Located between Los Angeles and San Diego, the San Onofre nuclear power plant has not produced any electricity since 2012 after a radiation leak uncovered massive damage to tubes that carry radioactive water. Southern California Edison had been looking to restart the Unit 2 reactor at reduced power with the permission of the Nuclear Regulatory Commission, but instead they decided to shut down both units.
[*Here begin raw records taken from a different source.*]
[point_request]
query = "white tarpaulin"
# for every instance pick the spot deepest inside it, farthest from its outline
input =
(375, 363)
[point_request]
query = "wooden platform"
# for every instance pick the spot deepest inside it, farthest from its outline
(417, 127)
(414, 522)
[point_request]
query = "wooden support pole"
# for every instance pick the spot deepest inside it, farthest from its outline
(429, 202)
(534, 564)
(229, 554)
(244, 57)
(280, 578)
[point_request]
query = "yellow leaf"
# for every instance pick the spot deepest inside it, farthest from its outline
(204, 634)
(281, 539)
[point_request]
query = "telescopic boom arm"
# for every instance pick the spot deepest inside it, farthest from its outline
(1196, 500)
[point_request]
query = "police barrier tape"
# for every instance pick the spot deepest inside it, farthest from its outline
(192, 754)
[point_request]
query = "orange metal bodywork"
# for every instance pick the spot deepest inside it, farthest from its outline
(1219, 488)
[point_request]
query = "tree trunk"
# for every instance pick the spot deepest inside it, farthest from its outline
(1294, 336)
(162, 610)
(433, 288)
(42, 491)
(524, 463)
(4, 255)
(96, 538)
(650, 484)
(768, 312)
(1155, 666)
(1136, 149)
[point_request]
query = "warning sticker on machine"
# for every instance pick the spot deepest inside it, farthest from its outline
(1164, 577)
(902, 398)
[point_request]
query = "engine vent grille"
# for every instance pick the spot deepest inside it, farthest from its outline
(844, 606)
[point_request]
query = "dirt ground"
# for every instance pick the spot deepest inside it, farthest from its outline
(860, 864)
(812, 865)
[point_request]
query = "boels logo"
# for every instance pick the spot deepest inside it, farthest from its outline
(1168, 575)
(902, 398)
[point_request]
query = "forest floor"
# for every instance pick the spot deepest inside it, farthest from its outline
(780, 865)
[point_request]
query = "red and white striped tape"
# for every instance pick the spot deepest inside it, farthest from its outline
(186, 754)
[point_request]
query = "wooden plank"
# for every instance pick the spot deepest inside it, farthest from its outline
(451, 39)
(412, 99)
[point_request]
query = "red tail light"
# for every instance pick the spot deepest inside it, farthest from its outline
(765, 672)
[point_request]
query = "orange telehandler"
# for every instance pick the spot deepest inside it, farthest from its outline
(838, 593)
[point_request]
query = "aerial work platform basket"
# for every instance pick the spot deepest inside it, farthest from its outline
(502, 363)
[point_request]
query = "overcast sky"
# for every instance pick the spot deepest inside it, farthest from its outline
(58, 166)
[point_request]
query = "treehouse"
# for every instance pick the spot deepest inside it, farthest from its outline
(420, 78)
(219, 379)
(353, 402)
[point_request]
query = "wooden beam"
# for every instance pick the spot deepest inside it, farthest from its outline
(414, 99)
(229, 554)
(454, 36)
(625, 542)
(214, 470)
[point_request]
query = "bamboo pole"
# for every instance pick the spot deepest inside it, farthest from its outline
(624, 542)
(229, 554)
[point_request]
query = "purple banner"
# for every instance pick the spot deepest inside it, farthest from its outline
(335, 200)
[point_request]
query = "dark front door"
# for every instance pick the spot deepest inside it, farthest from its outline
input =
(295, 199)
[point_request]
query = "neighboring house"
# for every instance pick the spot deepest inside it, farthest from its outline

It is not yet clear how the electricity from the plant will be replaced, but the California Public Utilities Commission pledged to work with local governments to ensure adequate power during peak hours.
The plant “has served this region for over 40 years,” said Ted Craver of Edison International. “But we have concluded that the continuing uncertainty about when or if (the plant) might return to service was not good for our customers, our investors or the need to plan for our region’s long-term electricity needs.”
Once Southern California Edison notifies the Nuclear Regulatory Commission that it has removed all material from its reactor cores, the decommissioning process will begin. The dismantling of San Onofre comes as a victory for environmentalists and anti-nuclear activists. “We have long said that these reactors are too dangerous to operate and now Edison has agreed. The people of California now have the opportunity to move away from the failed promise of dirty and dangerous nuclear power and replace it with the safe and clean energy provided by the sun and the wind,” said Friends of the Earth president Erich Pica.
It remains to be seen how the news of San Onofre’s fate may affect other nuclear plants in the country. Post-Fukushima, the Nuclear Regulator Commission has undertaken a nationwide review of how the plants could respond to natural disasters. In earthquake-prone California, the tide may be turning for plants located in vulnerable areas.